“But it is well known,” she said eagerly, and there was something touching in the artless anxiety to be thought much of which she revealed by her words, “that the slower a nature is to develop, the richer the nature. Youths and girls who are men and women before they come of age are nobodies by the time that backward people have shown their full compass.”

“Yes,” said Knight thoughtfully. “There is really something in that remark. But at the risk of offence I must remind you that you there take it for granted that the woman behind her time at a given age has not reached the end of her tether. Her backwardness may be not because she is slow to develop, but because she soon exhausted her capacity for developing.”

Elfride looked disappointed. By this time they were indoors. Mrs. Swancourt, to whom match-making by any honest means was meat and drink, had now a little scheme of that nature concerning this pair. The morning-room, in which they both expected to find her, was empty; the old lady having, for the above reason, vacated it by the second door as they entered by the first.

Knight went to the chimney-piece, and carelessly surveyed two portraits on ivory.

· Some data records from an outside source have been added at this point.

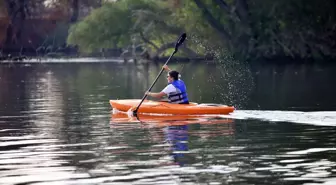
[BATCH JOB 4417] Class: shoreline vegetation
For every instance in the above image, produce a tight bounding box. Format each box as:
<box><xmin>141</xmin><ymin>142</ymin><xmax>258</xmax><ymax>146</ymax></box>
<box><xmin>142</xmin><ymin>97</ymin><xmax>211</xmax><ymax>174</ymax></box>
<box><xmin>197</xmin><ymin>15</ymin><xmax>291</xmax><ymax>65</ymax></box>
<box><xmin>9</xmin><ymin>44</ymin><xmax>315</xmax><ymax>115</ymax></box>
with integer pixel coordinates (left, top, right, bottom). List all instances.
<box><xmin>0</xmin><ymin>0</ymin><xmax>336</xmax><ymax>63</ymax></box>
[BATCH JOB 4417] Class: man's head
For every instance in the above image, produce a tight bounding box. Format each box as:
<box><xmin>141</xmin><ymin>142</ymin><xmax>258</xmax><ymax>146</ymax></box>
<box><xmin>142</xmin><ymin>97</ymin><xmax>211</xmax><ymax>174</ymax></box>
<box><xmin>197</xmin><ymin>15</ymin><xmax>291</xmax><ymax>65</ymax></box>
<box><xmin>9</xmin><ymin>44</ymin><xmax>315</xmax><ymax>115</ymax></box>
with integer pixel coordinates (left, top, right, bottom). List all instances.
<box><xmin>167</xmin><ymin>71</ymin><xmax>179</xmax><ymax>82</ymax></box>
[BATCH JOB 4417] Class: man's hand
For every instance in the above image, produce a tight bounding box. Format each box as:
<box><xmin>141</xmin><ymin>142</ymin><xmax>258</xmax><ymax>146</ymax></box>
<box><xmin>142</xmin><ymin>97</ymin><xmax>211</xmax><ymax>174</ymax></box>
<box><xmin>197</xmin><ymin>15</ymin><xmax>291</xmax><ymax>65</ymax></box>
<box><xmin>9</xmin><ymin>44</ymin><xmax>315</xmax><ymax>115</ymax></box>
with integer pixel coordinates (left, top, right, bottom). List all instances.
<box><xmin>162</xmin><ymin>65</ymin><xmax>170</xmax><ymax>71</ymax></box>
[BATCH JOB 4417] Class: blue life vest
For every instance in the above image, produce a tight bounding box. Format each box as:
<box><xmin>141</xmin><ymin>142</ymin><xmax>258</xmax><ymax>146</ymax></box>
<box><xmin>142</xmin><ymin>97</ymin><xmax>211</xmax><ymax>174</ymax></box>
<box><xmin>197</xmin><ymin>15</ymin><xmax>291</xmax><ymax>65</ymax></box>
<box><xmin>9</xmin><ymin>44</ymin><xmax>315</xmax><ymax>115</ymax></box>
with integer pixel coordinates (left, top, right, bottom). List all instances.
<box><xmin>168</xmin><ymin>80</ymin><xmax>189</xmax><ymax>104</ymax></box>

“Though these pink ladies had very rudimentary features, judging by what I see here,” he observed, “they had unquestionably beautiful heads of hair.”

“Yes; and that is everything,” said Elfride, possibly conscious of her own, possibly not.

“Not everything; though a great deal, certainly.”

“Which colour do you like best?” she ventured to ask.

“More depends on its abundance than on its colour.”

“Abundances being equal, may I inquire your favourite colour?”